An important reason why the Web is now the world's biggest and most important computing platform is that people providing software over the Internet are starting to understand the law of unintended uses. Great web sites no longer limit themselves to just the user interface they provide. They also open up their functionality and data to anyone who wants to use their services as their own. This allows people to reuse, and re-reuse a thousand times over, another service's functionality in their own software for whatever reasons they want, in ways that couldn't be predicted. The future of software is going to be combining the services in the global service landscape into new, innovative uses. Writing software from scratch will continue going away. It's just too easy to wire things together now. Witness the growth of truly amazing mash-ups of which things like Retrievr and Meebo are only two tiny examples.
Service Models: So Many Choices
Figure 1: The wilderness of service models. What to choose?
The world of traditional software integration has long had its favorite tools like SOAP and JMS. But these service types tend to be far too controlling of the other side of the conversation. And they generally require special (and often expensive) tools to use. And the Internet just loves to route around complexity. Folks want the easiest thing that works to get their Ajax client connected or to wire their mash-up together with your services. So favor simple and elegant over complex and hard-to-use. Start looking hard at RSS, REST, maybe even SSE.
And if you want your services to stand the test of time, and you want anyone to use them, you need nice, clean XML formats, or maybe even JSON. Forget XML schemas. You can always use the hard stuff if absolutely nothing else will do the job, but generally you won't need them.
Low barriers to reuse, frictionless integration, widespread reuse.
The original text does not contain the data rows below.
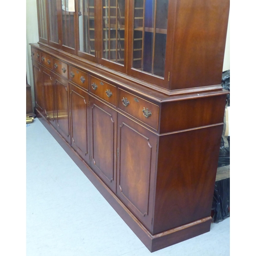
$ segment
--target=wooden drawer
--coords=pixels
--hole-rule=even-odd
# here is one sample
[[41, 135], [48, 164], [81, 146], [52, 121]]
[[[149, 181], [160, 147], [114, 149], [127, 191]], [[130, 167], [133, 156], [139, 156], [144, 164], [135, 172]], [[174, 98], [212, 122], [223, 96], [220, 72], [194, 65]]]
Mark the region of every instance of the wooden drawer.
[[77, 85], [88, 90], [88, 75], [75, 68], [69, 67], [69, 80]]
[[41, 63], [49, 69], [52, 69], [52, 57], [43, 52], [41, 53]]
[[159, 108], [136, 95], [118, 89], [118, 109], [157, 130]]
[[38, 51], [38, 50], [34, 48], [32, 48], [31, 54], [32, 54], [32, 59], [33, 60], [36, 60], [37, 61], [40, 62], [41, 52], [40, 52], [40, 51]]
[[117, 93], [115, 86], [91, 76], [89, 84], [90, 92], [116, 106]]
[[58, 59], [53, 58], [53, 70], [65, 78], [68, 78], [68, 65]]

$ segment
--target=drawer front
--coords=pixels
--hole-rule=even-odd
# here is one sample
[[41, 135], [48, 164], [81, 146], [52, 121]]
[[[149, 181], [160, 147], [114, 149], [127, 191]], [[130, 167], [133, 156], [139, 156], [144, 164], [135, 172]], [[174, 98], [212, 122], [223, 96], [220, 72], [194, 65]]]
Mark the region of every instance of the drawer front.
[[34, 48], [31, 49], [31, 54], [32, 57], [32, 59], [33, 60], [36, 60], [36, 61], [41, 61], [41, 52], [36, 50]]
[[52, 69], [52, 57], [46, 53], [41, 53], [41, 63], [49, 69]]
[[89, 91], [101, 99], [116, 106], [117, 94], [115, 86], [90, 76]]
[[118, 89], [118, 109], [157, 130], [159, 108], [157, 105]]
[[68, 65], [58, 59], [53, 58], [53, 70], [65, 78], [68, 78]]
[[69, 80], [77, 85], [88, 90], [88, 75], [71, 66], [69, 67]]

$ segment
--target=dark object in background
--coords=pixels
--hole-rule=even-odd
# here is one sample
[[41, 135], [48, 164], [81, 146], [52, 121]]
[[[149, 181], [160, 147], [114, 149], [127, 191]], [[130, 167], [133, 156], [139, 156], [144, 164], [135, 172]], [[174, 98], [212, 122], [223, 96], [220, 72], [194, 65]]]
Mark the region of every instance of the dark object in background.
[[230, 217], [230, 178], [215, 182], [212, 202], [212, 221], [218, 223]]
[[[230, 91], [230, 70], [222, 73], [222, 86], [224, 89], [229, 92]], [[230, 94], [227, 95], [226, 106], [230, 106]], [[230, 164], [230, 136], [224, 135], [225, 126], [225, 117], [224, 117], [224, 129], [221, 137], [218, 163], [218, 168]], [[211, 217], [212, 222], [215, 223], [218, 223], [230, 217], [230, 178], [215, 182]]]
[[[230, 91], [230, 71], [229, 70], [222, 73], [221, 85], [224, 89]], [[230, 94], [227, 95], [226, 106], [230, 106]], [[224, 134], [225, 131], [223, 131], [220, 147], [218, 167], [228, 165], [230, 164], [230, 137], [224, 136]]]

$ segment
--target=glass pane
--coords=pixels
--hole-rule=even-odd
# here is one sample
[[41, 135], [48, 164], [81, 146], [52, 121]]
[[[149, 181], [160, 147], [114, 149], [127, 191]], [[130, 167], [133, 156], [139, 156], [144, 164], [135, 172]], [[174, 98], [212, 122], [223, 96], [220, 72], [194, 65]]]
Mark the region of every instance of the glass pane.
[[[69, 11], [69, 0], [62, 0], [62, 45], [75, 48], [75, 12]], [[74, 2], [74, 0], [70, 0]]]
[[45, 0], [38, 2], [39, 19], [39, 37], [47, 40], [47, 20], [46, 18], [46, 6]]
[[48, 0], [48, 4], [50, 19], [50, 40], [58, 44], [59, 35], [58, 32], [56, 2]]
[[102, 0], [103, 58], [124, 63], [125, 0]]
[[94, 0], [79, 0], [79, 51], [95, 55]]
[[133, 67], [164, 76], [168, 0], [134, 0]]

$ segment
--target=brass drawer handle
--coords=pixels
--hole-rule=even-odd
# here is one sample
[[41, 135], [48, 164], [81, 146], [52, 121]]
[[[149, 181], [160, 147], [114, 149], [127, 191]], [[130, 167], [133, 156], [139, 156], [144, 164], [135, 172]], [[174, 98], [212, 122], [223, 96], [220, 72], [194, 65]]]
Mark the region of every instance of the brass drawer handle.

These are the mantras of Web 2.0.
OK, so how do you do it. How do you deliver an API for your services that lasts and anyone can use. There are a few things to worry about
- Scalability: Simpler is more scalable. This is particularly true of REST.
- Ease of Consumption: XML/HTTP is easier than SOAP. JSON is the easiest for Ajax. And Bittorrent, possibly the hardest however definitely the most intrinsically scalable.
- Tool Support: Reinventing the wheel is for losers. Use good libraries and tools. This favors SOAP, but increasingly REST is getting solid tool support. Certainly XML has really good tools. And JSON doesn't really need many.
- Security: Yep, this is going to be huge for Web 2.0, but it's already critical inside most organizations today. SOAP certainly has the goods here but really good encryption toolkits are doing just fine on the rough and tumble Web too (witness Meebo's ballyhooed 1024-bit password encryption.)
In the end, XML over HTTP, and REST, and particularly RSS, will be the lowest common denominator on the Web. Organizations experiencing the outside-in forces David Linthicum talks about are going to have to figure out how to bring in these simpler services and trust them. It's going to be an increasingly important topic as the boundary of IT systems, the Web, and mobile devices starts to blur seriously over the next few years.
And folks are starting to provide real support for true Web 2.0 service styles with examples like the Restlet library for Java, which eWeek says is specifically designed for delivering Web 2.0 services.
Of course, like I discussed in previous articles, scalability is going to be the most difficult issue for successful Web 2.0 software. You'll need to plan for radical decentralization early on if you're going to survive your own growth curve. But Bittorrent solutions for Web services are finally avaiiable including Prodigem's mind-blowing Auto RSS Torrent which takes your RSS feeds and turns them into BitTorrents. This isn't an example of REST or SOAP with BitTorrent behind it to make it infinitely scalable, but it's a start. Expect lots more as the services worlds not only collide but turn upside down as well.
How will Web 2.0 open APIs ever scale without a new generation of Web services to support it?